My maternal grandfather’s parents are a significant part of my life story, for they provided the religious context that shaped my career. Einar Jónsson (Johnson) was born in 1866 at Skeið in Eyjafjörður and came to Canada in 1883, settling on Hecla Island. There he met and married Oddfríður Þuríður Þórðardóttir (Thordarson). Oddfríður was born at Ánabrekka in Borgarhreppur in Mýrasýsla in 1870. She had come to Hecla Island in 1877 with her mother, Bergþóra Bergþórsdóttir, following the death of her father Þórður Guðmundsson when she was four. I am proud to carry the name “Bergthor” which has been passed on through these five most recent generations of my mother’s family.
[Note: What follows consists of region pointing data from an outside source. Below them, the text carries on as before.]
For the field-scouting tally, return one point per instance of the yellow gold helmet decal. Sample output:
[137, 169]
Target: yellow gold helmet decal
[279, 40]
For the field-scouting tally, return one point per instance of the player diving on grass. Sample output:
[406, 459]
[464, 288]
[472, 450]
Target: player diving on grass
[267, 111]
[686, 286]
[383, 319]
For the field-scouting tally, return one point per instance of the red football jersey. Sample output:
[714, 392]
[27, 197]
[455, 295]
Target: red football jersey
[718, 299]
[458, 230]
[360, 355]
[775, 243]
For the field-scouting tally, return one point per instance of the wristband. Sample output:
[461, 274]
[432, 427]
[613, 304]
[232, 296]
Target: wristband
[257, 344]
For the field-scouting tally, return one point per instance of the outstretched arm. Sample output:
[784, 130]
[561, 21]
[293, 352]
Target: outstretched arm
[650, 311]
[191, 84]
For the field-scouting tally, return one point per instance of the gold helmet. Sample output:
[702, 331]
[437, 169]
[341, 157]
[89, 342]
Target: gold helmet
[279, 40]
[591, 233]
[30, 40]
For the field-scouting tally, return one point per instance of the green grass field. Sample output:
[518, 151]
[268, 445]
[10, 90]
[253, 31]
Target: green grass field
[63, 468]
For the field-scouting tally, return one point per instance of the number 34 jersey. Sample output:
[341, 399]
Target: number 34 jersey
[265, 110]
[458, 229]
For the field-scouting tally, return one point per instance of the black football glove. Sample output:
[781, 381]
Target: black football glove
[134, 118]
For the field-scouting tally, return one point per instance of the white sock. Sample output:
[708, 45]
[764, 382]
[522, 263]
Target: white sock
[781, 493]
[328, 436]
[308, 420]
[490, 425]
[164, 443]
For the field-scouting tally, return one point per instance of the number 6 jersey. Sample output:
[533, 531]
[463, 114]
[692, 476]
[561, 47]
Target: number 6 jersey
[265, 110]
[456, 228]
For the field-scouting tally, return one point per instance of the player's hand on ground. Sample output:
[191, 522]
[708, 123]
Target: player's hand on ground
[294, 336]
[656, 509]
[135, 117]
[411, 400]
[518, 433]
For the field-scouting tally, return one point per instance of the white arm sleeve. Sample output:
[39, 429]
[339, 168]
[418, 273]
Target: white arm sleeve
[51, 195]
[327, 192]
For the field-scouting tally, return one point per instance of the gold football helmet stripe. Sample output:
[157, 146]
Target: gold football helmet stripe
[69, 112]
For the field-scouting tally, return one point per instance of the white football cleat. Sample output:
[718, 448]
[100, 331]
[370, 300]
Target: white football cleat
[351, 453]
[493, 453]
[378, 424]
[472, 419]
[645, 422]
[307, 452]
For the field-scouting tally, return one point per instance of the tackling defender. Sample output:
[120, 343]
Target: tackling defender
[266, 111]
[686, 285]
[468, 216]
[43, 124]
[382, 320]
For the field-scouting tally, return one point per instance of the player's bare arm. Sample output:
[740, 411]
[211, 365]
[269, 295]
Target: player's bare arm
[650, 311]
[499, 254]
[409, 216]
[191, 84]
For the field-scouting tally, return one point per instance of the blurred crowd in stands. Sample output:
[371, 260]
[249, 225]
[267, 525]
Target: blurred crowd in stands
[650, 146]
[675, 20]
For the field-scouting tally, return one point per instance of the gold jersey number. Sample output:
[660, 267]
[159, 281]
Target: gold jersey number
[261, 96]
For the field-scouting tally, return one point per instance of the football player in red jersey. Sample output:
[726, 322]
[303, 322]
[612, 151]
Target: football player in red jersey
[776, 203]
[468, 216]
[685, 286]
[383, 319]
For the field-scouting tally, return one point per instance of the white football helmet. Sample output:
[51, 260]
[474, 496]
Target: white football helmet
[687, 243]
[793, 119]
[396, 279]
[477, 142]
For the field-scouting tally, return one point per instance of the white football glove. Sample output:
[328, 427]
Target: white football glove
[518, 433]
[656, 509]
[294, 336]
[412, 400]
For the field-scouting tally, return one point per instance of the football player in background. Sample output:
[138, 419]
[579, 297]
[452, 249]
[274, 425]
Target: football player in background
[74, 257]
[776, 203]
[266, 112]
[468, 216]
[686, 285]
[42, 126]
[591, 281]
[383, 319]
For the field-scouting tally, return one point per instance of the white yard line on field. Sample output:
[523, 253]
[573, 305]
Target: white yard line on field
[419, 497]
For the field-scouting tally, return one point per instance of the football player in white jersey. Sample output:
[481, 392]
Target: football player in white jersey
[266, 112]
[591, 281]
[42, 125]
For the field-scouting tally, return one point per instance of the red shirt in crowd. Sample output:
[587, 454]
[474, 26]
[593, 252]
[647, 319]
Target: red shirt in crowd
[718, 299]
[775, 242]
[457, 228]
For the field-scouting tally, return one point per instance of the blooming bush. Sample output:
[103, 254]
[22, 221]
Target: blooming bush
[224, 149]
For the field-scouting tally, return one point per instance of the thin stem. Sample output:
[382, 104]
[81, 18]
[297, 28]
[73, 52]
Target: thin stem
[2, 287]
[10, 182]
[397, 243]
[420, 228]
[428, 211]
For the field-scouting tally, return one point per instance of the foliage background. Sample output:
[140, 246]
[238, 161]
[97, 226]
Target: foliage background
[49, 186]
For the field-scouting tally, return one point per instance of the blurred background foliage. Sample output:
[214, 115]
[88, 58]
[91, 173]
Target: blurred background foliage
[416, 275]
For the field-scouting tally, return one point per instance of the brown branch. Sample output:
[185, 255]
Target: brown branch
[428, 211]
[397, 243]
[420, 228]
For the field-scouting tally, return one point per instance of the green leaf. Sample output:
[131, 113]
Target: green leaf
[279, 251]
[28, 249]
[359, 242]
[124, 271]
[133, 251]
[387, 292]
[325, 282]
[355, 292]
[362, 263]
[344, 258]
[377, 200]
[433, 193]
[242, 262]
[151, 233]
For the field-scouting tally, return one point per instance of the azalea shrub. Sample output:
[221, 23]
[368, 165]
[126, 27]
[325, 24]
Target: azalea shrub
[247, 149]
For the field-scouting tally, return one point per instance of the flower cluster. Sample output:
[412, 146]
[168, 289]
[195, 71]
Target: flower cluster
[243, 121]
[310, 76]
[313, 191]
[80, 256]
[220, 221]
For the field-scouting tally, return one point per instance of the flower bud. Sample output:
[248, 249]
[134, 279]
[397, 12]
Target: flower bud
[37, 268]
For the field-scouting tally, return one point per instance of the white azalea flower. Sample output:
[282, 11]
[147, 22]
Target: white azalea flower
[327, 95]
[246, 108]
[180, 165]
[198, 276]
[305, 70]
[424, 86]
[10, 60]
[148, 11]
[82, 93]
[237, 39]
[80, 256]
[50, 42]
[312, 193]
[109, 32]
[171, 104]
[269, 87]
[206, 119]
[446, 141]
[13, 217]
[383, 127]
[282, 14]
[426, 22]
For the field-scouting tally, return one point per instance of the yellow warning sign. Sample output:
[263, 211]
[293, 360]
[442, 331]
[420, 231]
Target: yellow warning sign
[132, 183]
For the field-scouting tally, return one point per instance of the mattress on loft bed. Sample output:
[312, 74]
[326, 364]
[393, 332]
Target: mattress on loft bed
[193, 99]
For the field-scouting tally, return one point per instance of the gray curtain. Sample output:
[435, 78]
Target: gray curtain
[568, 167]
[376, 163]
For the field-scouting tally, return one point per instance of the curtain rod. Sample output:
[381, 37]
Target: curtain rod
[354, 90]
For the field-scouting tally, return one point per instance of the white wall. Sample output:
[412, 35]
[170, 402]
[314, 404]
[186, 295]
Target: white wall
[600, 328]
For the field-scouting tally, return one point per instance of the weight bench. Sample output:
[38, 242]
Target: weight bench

Einar and Oddfríður were married on October 6, 1893. The church they attended was served by the Rev. Magnús Skaptason, whose universalist theological views had led to a split among the Icelandic congregations in the Interlake.


In 1891, the Mikley congregation on Hecla Island, along with four others, withdrew from the Lutheran Synod. Because of Oddfríður’s later Unitarian Church leadership in Lundar, I presume that Rev. Skaptason’s preaching and ministry significantly influenced my great grandparents. They may have been in the congregation when he preached his 1891 “break-away” sermon that resulted in the Lutheran Synod questioning Skaptason’s theological fitness for ministry.

Apparently, my paternal great grandfather, Jóhann P. Arnason of Gimli, was also in sympathy with Skaptason’s views, for his name appears among those endorsing letters of support for Skaptason published in 1893 in Heimskringla. Jóhann’s sons, Guðjón and Vilhjalmur, continued to endorse Unitarian religious views even though Vilhjalmur’s wife Guðrún, my paternal grandmother, called the shots on church affiliation and raised my father as a Lutheran.

In any event, Einar and Oddfríður Johnson eventually left Hecla Island in 1900 and settled at Lundar where Oddfríður was involved in the founding of the Mary Hill Unitarian Church (later absorbed by the Lundar church.) Their second son, my grandfather, Bergthor Emil Johnson, was active in Unitarian Church affairs in Winnipeg during his life and chaired the 50th Anniversary celebration of the Winnipeg church’s founding in 1941.